Barbara and I went back into town, where Barbara continued her fabric odyssey for ekitambe (traditional ceremonial dress) and for dresses for special Africa-related occasions in the US. Here she's being measured. The seamstress did all the sewing work on a pedal-powered Singer machine of the kind I remember from my earliest childhood. Its sounds and oily mechanical smell were deeply familiar.
From town we went out to Nyakasura Secondary School on the northwest side of Fort Portal. The British "Commander" who founded the school is memorialized in the pictured statue. The school's name means "salt" - there are commercially important salt sources nearby. Richard Tooro's grandfather used to carry salt from this vicinity to Fort Portal to make his living.
We gathered all of the Kasiisi/AFROKAPS scholars who are at Nyakasura School. At the far right is a smiling Kukunda Martha - she's an exceptionally composed and serious girl who rarely smiles, but who becomes radiant when she does. That's Kiiza Rogers, Rich and Maggie's student, fourth from the right.
The estimable Kato Innocent of the Field Station drove us this day. He's an OB - an "Old Boy" - who graduated from Nyakasura, and went from there to Makerere University in Kampala, where he finished his degree in finance and accounting. He's third in command of operations at the Field Station. He has either 27 wives or 27 children; it was never quite clear which (or either).

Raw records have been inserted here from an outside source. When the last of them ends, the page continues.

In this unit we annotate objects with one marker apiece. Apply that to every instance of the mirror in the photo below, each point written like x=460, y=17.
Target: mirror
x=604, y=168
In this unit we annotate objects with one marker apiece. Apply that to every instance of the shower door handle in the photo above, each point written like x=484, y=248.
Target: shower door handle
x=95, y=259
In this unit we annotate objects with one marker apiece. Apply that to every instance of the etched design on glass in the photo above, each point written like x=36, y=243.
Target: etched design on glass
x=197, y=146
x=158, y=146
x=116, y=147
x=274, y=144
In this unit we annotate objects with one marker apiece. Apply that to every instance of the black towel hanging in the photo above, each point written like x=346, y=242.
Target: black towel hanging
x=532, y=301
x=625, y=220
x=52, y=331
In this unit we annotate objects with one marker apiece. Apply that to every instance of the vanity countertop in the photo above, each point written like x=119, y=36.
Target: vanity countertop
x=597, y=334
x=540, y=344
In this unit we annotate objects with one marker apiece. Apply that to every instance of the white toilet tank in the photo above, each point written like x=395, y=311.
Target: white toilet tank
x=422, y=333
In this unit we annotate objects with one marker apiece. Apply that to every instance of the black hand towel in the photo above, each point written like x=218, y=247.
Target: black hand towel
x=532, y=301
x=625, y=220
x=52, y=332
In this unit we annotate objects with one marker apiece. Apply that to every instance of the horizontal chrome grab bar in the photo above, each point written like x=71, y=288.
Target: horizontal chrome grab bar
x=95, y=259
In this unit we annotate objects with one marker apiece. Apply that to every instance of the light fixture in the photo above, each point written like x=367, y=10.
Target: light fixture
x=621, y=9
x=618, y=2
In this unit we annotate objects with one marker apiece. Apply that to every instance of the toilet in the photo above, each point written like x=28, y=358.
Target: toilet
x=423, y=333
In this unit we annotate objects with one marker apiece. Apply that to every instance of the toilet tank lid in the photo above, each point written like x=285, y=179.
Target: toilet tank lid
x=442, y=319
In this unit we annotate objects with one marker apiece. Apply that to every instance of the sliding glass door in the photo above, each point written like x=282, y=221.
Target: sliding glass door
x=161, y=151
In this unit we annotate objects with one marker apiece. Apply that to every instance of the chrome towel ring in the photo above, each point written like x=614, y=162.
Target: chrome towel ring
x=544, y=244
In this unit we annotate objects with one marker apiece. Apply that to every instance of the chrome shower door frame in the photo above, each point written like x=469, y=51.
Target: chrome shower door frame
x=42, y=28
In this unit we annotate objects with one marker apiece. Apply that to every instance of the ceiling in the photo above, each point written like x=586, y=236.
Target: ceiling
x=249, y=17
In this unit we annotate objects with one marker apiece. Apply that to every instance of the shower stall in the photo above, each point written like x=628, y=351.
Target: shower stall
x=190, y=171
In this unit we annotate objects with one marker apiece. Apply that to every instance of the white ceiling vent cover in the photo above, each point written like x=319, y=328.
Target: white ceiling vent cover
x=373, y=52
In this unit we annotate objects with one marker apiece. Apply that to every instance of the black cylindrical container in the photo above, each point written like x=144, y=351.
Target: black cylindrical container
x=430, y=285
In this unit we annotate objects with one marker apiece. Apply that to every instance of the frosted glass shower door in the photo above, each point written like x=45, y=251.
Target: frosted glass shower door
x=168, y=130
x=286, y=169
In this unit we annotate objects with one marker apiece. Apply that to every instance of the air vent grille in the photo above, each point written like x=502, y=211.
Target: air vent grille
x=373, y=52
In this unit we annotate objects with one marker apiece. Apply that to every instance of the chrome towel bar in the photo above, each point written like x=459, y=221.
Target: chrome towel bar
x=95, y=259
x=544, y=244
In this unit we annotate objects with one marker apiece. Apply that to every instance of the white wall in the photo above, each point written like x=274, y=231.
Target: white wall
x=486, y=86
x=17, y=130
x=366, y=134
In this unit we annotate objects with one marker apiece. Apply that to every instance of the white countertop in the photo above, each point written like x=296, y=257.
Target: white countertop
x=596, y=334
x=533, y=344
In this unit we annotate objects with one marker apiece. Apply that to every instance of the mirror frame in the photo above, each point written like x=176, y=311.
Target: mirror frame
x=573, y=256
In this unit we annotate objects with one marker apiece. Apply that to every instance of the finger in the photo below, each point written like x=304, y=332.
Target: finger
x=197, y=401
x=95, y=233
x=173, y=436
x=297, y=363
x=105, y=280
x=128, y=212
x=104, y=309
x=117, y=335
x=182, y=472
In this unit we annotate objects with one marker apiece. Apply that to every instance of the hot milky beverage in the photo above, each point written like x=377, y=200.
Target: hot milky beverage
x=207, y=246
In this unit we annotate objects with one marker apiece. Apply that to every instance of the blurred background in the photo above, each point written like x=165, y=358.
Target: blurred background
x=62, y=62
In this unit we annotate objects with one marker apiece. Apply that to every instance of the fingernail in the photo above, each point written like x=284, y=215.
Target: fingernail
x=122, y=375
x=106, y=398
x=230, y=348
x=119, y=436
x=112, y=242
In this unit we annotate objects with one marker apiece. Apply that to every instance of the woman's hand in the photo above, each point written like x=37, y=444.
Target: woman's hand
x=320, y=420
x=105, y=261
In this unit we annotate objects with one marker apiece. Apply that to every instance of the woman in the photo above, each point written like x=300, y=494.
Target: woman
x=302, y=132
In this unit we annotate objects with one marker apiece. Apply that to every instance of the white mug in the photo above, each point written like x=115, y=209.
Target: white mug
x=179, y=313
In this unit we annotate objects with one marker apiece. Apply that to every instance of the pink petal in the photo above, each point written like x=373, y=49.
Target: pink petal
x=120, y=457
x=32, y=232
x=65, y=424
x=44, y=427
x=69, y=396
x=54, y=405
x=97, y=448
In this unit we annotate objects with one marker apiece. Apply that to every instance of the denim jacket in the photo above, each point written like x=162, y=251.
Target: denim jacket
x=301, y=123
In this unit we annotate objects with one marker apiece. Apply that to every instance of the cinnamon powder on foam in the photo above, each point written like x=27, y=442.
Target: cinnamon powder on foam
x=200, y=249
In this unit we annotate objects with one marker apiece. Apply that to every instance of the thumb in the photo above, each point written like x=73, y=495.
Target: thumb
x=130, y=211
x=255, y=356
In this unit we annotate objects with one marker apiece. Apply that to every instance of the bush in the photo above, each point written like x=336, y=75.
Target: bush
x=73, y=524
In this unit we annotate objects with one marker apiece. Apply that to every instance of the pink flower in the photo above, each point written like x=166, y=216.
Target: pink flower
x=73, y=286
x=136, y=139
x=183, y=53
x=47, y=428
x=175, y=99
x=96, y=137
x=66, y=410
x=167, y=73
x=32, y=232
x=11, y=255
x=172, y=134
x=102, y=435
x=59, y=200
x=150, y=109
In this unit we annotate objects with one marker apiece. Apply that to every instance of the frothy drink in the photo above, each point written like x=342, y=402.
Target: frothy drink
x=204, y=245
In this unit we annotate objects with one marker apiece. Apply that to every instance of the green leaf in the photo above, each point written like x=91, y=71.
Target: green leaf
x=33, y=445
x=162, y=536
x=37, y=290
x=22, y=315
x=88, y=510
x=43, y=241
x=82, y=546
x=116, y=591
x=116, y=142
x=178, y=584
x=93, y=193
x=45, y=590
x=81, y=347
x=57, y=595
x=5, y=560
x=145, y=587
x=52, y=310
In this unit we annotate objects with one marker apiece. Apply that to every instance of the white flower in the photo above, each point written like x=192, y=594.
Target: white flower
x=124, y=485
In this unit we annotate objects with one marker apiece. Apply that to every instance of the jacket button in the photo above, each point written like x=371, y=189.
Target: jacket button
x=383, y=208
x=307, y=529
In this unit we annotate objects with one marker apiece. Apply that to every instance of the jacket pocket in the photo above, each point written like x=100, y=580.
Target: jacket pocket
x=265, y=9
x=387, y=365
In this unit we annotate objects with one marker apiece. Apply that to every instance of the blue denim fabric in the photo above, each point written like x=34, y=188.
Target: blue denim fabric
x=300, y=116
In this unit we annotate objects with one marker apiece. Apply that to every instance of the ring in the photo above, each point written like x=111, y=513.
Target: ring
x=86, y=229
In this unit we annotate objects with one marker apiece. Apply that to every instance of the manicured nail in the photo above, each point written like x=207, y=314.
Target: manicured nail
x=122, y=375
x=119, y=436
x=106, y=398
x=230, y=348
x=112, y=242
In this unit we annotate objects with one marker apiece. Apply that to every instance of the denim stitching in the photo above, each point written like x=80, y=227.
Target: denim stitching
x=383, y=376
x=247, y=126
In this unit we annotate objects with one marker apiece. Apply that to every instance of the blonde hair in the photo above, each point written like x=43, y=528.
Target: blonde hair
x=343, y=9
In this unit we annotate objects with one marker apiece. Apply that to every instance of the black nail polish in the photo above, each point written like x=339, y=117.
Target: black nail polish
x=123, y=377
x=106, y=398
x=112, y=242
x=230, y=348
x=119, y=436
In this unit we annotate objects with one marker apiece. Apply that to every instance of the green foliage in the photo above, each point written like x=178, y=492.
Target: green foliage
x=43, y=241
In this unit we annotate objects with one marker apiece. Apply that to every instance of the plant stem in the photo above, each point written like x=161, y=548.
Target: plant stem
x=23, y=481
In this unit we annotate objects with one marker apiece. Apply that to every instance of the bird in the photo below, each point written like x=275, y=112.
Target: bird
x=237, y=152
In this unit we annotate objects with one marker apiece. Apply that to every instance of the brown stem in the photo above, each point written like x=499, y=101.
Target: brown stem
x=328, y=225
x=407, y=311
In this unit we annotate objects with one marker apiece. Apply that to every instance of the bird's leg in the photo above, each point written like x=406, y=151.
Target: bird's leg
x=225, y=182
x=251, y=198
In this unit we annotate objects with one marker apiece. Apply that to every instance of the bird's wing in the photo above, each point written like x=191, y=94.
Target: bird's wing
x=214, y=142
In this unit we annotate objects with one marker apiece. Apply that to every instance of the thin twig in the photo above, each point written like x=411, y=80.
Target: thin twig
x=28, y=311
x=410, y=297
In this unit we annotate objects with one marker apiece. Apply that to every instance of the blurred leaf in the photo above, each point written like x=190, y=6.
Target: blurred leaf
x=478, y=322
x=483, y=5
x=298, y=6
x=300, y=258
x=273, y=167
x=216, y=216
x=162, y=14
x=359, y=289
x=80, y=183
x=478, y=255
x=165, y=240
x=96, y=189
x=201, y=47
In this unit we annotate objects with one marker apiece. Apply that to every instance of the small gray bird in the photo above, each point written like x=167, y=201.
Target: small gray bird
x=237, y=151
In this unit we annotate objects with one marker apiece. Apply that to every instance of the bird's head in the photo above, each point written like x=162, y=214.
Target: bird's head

Kato is the later-born of twins. His older sister twin died a few days after their birth. The Batooro people have very specific names for children in certain special circumstances including this one. As the male second-born of twins, Kato's name can only be Kato, which means exactly this birth situation (whether or not the sibling survives and regardless of the sibling's gender). Also, Kato's pet name can only be Abooki given his birth history. Here's Kato at the Tooro Rock outlook.
We stayed at the Mountains of the Moon hotel Monday night to get an early start on our travels Tuesday morning. We had dinner with Richard Tooro (Akiiki), Richard Ali Tumwine (Amooti), one of Amooti's cousin-brothers, and three young Scottish siblings travelling in their volunteer mother's footsteps.
Akiiki told us an African story about animal behaviors along Ugandan roads when taxis (matatus) pass. Cows always stand there obliviously, goats always run away as fast as they can, and dogs always chase these vehicles. But why? Well, it turns out that once upon a time all three of these creatures, who were friends at the time, rode in a matatu together. The cow reached her stop, paid the driver, and ambled away contentedly. The goat came to his stop, but he didn't pay - instead, he leaped out of the vehicle and ran away to avoid paying the tariff. The driver, furious, told the dog that he had to pay for the goat as well as for himself since he was the goat's friend. This aggravated the dog, but he had no choice else he'd be stranded along the side of the road. To this day the dog, still fuming, chases matatus angrily when they pass, while the goat continues to flee the driver's wrath, and the cow just stands and chews.